China’s economy is looking better and better

15:10 | 10/04/2019 Global Economy

The International Monetary Fund on Tuesday raised its forecast for Chinese growth by 0.1 point to 6.3 percent this year even as it cut its outlook for global growth to the lowest since the financial crisis.

Illustrative image - Source: VNA

The better tone is being reflected in China’s markets. Stocks are up 31 percent from a January low and the yuan has strengthened 2.4 percent against the dollar.

China’s central role in global manufacturing and as a vital source of final demand are among reasons why a large pick-up in the March PMI is a key signal for global factories too, Bank of America Merrill Lynch economists led by Ethan Harris, head of global economics research wrote in a note dated April 5.

“Policy makers have responded to the U.S.-China trade war with a ’do-whatever-it-takes’ approach to supporting growth, taking on a wide array of easing measures. Financial conditions have started to improve and the large increase in the March manufacturing PMI might be the first indication that economic activity is bottoming out,” they wrote.

The likelihood for strong credit data, stabilizing trade volumes and a modest rebound in factory prices are reasons why Morgan Stanley strategists are increasingly upbeat.

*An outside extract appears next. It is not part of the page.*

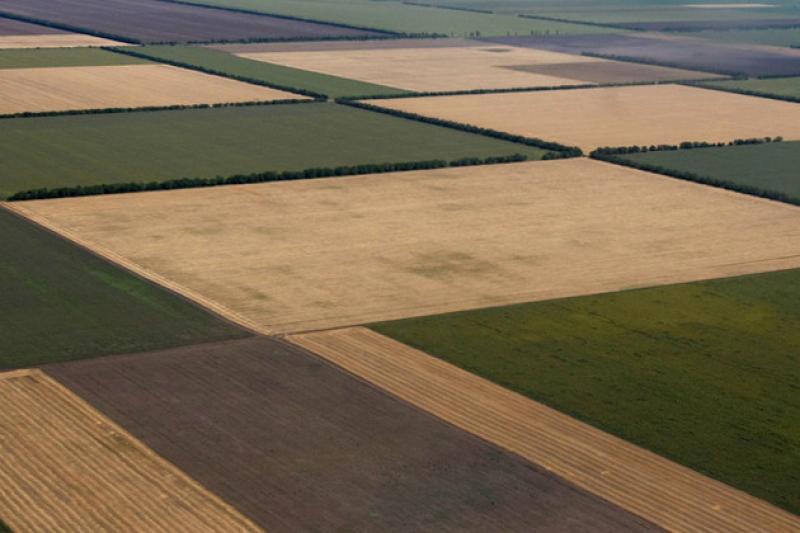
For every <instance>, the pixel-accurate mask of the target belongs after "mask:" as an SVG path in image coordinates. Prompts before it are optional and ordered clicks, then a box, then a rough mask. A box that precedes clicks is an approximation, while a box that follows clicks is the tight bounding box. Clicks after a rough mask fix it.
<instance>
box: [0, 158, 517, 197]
mask: <svg viewBox="0 0 800 533" xmlns="http://www.w3.org/2000/svg"><path fill="white" fill-rule="evenodd" d="M527 159H528V158H527V156H525V155H522V154H514V155H509V156H498V157H487V158H463V159H456V160H454V161H444V160H432V161H412V162H406V163H378V164H368V165H357V166H341V167H335V168H330V167H323V168H310V169H306V170H300V171H285V172H258V173H254V174H236V175H233V176H228V177H223V176H217V177H216V178H181V179H177V180H169V181H153V182H149V183H136V182H131V183H117V184H101V185H86V186H83V185H79V186H76V187H60V188H57V189H47V188H44V189H33V190H29V191H22V192H18V193H16V194H14V195H12V196H11V197H9V198H8V201H10V202H16V201H24V200H41V199H46V198H68V197H75V196H93V195H100V194H120V193H131V192H143V191H162V190H173V189H189V188H197V187H217V186H220V185H243V184H247V183H266V182H273V181H292V180H301V179H314V178H329V177H335V176H356V175H360V174H382V173H386V172H402V171H409V170H429V169H435V168H445V167H465V166H474V165H496V164H500V163H515V162H520V161H526V160H527Z"/></svg>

“All these factors suggest to us that the prospects for the Chinese economy are bullish and we expect China risk assets to perform well on the back of this,” they wrote.

Citigroup Inc. metals analysts including Maximilian Layton wrote on April 7 that “market participants should ‘chase’ this year’s rally” as data are set to improve.

HSBC economists Qu Hongbin and Julia Wang estimate that tax reductions announced last month are equivalent to over 2 percent of projected 2019 gross domestic product, making them the biggest in a decade. Those cuts and other measures will trigger a self-sustained recovery, they wrote in a note dated April 8.

On the property sector, high-frequency data on land transactions and secondary market prices indicate that sentiment has improved since March, helped by healthy inventories and expectations for policy easing, according to analysis by Goldman Sachs.

“With activity growth likely reassuring in the first quarter of the year, the government may feel less of an urge to ease property policies further in the near term,” Goldman’s economists wrote in a note.

Still, the economy isn’t quite yet on an even keel. While demand-side indicators such as retail sales and investment are holding up, supply-side gauges such as production and employment were weak in the first two months of the year, according to Bloomberg Economics.